Ein Kaminofen darf in Deutschland nicht allein deshalb weiterlaufen oder neu angeschlossen werden, weil er sauber brennt oder ein CE-Zeichen trägt. Entscheidend sind die Grenzwerte der 1. BImSchV, ein nachvollziehbarer Prüfbeleg und die Eignung für Schornstein und Aufstellraum. Ich zeige, welche Modelle beispielhaft die Stufe 2 erfüllen, wie man einen Ofen zuverlässig prüft und welche Regeln 2026 für ältere Anlagen gelten.
Die passende Ofenliste beginnt mit dem Prüfnachweis
- Stufe 2 verlangt bei klassischen Scheitholzöfen höchstens 1,25 g/m³ CO und 0,04 g/m³ Staub.
- Neugeräte ab 1. Januar 2015 müssen die strengere Stufe 2 der 1. BImSchV erfüllen.
- HKI-CERT erlaubt die Suche nach Hersteller, Modell und Artikelnummer.
- Ein grüner Haken mit der Zahl 2 ist ein wichtiger Hinweis auf die Einhaltung der deutschen Stufe 2.
- Ein passender Prüfwert allein genügt nicht, denn Schornstein, Leistung und Aufstellraum müssen ebenfalls stimmen.
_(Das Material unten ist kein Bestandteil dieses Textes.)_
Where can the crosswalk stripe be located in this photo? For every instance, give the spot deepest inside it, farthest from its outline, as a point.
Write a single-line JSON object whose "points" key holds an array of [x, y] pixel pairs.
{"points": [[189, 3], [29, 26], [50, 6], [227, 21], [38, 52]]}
Was die BImSchV Stufe 2 bei einem Kaminofen verlangt
Die 1. BImSchV regelt unter anderem die Emissionen von Einzelraumfeuerungsanlagen. Bei einem üblichen freistehenden Kaminofen handelt es sich meist um einen Raumheizer mit Flachfeuerung nach DIN EN 13240. Für solche Geräte gilt in Stufe 2 ein Grenzwert von 1,25 g/m³ Kohlenmonoxid und 0,04 g/m³ Staub. Zusätzlich muss der Mindestwirkungsgrad 73 Prozent erreichen.
| Feuerstättenart | CO Stufe 2 | Staub Stufe 2 | Mindestwirkungsgrad |
|---|---|---|---|
| Raumheizer mit Flachfeuerung | 1,25 g/m³ | 0,04 g/m³ | 73 % |
| Raumheizer mit Füllfeuerung | 1,25 g/m³ | 0,04 g/m³ | 70 % |
| Speichereinzelfeuerstätte | 1,25 g/m³ | 0,04 g/m³ | 75 % |
| Geschlossener Kamineinsatz | 1,25 g/m³ | 0,04 g/m³ | 75 % |
| Herd | 1,50 g/m³ | 0,04 g/m³ | 70 % |
Die Werte beziehen sich auf die Typprüfung unter festgelegten Bedingungen und bei einem Abgas-Sauerstoffgehalt von 13 Prozent. Sie sind deshalb nicht mit einer beliebigen Messung im Wohnzimmer gleichzusetzen. Für mich ist das ein wichtiger Unterschied, weil Händlerangaben wie „besonders emissionsarm“ ohne konkreten Prüfbeleg kaum eine rechtssichere Entscheidung ermöglichen.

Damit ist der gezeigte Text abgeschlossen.